Claudio Plit

Personal information
- Nationality: Argentina
- Born: November 7, 1954 (age 71) Rosario, Argentina

Sport
- Sport: Swimming
- Strokes: Free style
- Club: Club Atlético Fisherton

= Claudio Plit =

Argentine swimmer

Claudio Plit (born November 7, 1954) is an Argentine swimmer who won four world titles in professional open water swimming and was inducted as an honoree in the International Swimming Hall of Fame in Fort Lauderdale, USA, in 2014.

==Early life==
Claudio Plit was born in the city of Rosario, Santa Fe, in 1954. He was the youngest of two brothers.

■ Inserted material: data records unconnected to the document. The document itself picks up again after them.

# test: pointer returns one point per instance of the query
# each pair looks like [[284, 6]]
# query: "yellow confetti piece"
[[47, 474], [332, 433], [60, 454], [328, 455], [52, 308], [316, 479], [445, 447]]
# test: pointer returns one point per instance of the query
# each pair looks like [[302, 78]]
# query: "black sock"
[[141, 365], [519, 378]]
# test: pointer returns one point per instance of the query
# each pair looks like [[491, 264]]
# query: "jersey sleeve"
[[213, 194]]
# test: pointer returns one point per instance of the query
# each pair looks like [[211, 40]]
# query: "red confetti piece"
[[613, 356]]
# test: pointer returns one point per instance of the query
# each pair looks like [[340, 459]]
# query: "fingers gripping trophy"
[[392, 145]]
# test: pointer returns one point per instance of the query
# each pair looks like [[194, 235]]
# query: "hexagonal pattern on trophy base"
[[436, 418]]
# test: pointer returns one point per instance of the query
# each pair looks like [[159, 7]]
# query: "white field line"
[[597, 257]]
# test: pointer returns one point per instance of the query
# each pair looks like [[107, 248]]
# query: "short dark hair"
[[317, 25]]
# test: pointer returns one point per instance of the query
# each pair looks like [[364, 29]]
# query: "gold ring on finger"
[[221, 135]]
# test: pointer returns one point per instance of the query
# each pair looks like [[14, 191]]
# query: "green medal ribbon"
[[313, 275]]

After his father´s sudden death, when Claudio was only 6 years old, swimming took an important role in his life, promoted by his mother. She sent him and his brother to practice swimming at the "Atletico Fisherton" Club, a sports club in the Fisherton neighbor in Rosario, where Claudio learnt to swim and then started to participate in local competitions.

At age 12, Claudio, who was used to swimming in the pool, decided to participate in his first open water swimming competition in the Paraná River in the city of Rosario, Santa Fe, in which he arrived in the second place in his age group. After this start, he came back to compete in the same race when he was 15 years old, but this time he conquered the first place in the general competition, an achievement that he repeated for three years in a row.

In 1973, as the winner of the Argentine Open Water Championships he was supposed to travel to Italy as an amateur swimmer to compete in Europe, but a delay in the confirmation of his travel from the local organization, made him change his plans. Disappointed by not being able to travel to Italy, he was invited then by a friend to compete professionally in the Lac Saint-Jean in Canada. Since he did not have any money for the plane ticket, his friend helped him to obtain a bank credit to be able to fly to Canada. This travel turned out to be a turning point in his life. With 18 years old, he raced for the first time in the cold waters of Lac Saint-Jean and arrived in the third place in his inaugural international professional competition, an achievement that would be the beginning of his professional career.

==Career==
He began swimming in the Paraná river when he was a boy and later started his professional career competing in national and international races that concluded in a three-decade career taking part in more than 250 marathon swims throughout North and South America, Europe, Africa, and Asia.

After having won the national championships of open water swimming in his country, he was five times the winner of the marathon swimming race Traversée Internationale du Lac Saint-Jean in Quebec, Canada (1981-1985-1986-1987-1988). Until 1997, he completed 25 swims in the Traversée Internationale du Lac Saint-Jean and was declared Honorary Citizen in this Canadian city.

He won the 63-kilometer marathon swimming race Santa Fe-Coronda Marathon four times in a row in 1974, 1975, 1976 and 1977. Other milestones of his career included the establishment of a new Latin-American record in the crossing of the English Channel and a new record in a 23-hour swim uniting the cities of Santa Fe and Rosario in Argentina.

He was the President of the Federation of Professional Swimmers (1980-82 y 1990). He received a Konex Award for his achievements in swimming in 1990.

Known for his endurance in cold waters, he now coaches open water swimmers in the crossing of the English Channel and travels worldwide giving lectures and coaching swimmers in marathon swimming competitions.